Saya bergabung dengan Rumah Belajar “Embrio” pada Juli 2015 lalu. Selain tentang pelajaran Sekolah Dasar, ada hal lain yang saya lihat di sini. Ternyata cukup banyak anak murid yang sengaja dileskan bukan karena kemampuan akademiknya kurang. Tapi karena supaya tidak keluyuran dari sekolah sebelum dijemput orangtuanya. Fenomena yang banyak dijumpai saat ini adalah banyak orang tua (suami dan istri) sama-sama bekerja, sehingga seringkali melewatkan jam belajar di rumah bersama anak-anak mereka. Karena merasa kewalahan dengan energi dan waktu yang tersita di kantor dan pekerjaan masing-masing, maka rumah belajar menjadi solusi alternatif. Selain PR sudah dikerjakan di rumah belajar, anak-anak juga akan terawasi oleh orang dewasa yang dikenal oleh orang tua.
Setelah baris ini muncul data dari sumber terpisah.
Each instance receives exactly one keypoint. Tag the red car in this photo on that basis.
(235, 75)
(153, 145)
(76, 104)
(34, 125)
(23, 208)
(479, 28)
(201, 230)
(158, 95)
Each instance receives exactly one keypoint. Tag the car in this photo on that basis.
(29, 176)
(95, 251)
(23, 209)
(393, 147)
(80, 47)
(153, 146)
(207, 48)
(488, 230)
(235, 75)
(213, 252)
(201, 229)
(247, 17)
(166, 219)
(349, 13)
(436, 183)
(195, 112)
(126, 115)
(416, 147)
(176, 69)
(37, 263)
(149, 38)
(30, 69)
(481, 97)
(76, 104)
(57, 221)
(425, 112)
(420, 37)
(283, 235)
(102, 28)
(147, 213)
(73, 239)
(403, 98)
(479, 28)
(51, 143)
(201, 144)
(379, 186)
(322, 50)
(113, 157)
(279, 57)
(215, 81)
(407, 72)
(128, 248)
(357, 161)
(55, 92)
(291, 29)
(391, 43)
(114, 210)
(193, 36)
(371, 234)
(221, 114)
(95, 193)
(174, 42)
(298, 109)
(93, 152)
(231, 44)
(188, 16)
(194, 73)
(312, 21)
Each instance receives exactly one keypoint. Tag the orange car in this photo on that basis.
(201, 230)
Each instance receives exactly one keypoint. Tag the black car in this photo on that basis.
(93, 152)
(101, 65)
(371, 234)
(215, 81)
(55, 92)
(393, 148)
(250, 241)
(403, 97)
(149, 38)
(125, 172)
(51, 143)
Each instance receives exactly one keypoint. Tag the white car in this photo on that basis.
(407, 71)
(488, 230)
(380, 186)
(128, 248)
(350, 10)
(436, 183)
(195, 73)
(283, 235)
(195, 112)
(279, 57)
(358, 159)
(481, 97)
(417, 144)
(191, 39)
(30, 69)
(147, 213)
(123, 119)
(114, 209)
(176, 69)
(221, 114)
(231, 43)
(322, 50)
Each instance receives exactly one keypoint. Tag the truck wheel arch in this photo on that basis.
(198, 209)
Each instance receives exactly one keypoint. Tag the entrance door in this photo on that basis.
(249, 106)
Di satu sisi saya miris melihat fenomena orang tua masa kini yang terlihat seperti abai untuk mendampingi tumbuh-kembang putra-putri mereka. Para orang tua kebanyakan lebih memilihkan kegiatan ekstrakurikuler maupun bermacam-macam les untuk mengisi waktu anak-anak mereka. Si anak sedari subuh sudah harus siap ke sekolah. Di sekolah sampai sekitar jam 12.00. Sepulang sekolah harus menuju ke rumah belajar. Setelah itu masih harus menunggu dijemput orangtuanya. Jadi, “Embrio” ini bukan sekedar rumah belajar saja, tapi juga merangkap ‘menyediakan jasa’ penitipan anak J

Di luar perasaan miris tersebut, tentu saya merasakan banyak manfaat dan pelajaran dari keberadaan “Embrio”. Jika lembaga bimbingan belajar lainnya setelah selesai kelas, si murid harus segera keluar dari kelas. Di “Embrio”, setelah selesai mengerjakan PR, murid masih bisa bercengkerama dengan pengajar. Di lembaga bimbingan belajar lain jika kelas sudah bubar, maka yang terlambat dianggap membolos. Di “Embrio”, jika si murid harus mengikuti kegiatan tambahan di sekolah yang menyebabkan keterlambatan belajar di “Embrio”, masih diperbolehkan masuk ruangan dan mengerjakan PR dengan tetap didampingi pengajar. Di lembaga bimbingan belajar lain, agak sulit membiarkan anak duduk leyeh-leyeh karena kelelahan saat belajar. Di “Embrio”, beberapa kali ada murid yang tertidur a


tau sekedar berbaring di lantai karpet setelah ‘ngambek’ karena sedang bad mood dan lelah. Selama dalam posisi tenang, teman-teman lainnya tetap bisa belajar seperti biasa. Yang tertidur? Ya dibiarkan saja. Namanya juga capek.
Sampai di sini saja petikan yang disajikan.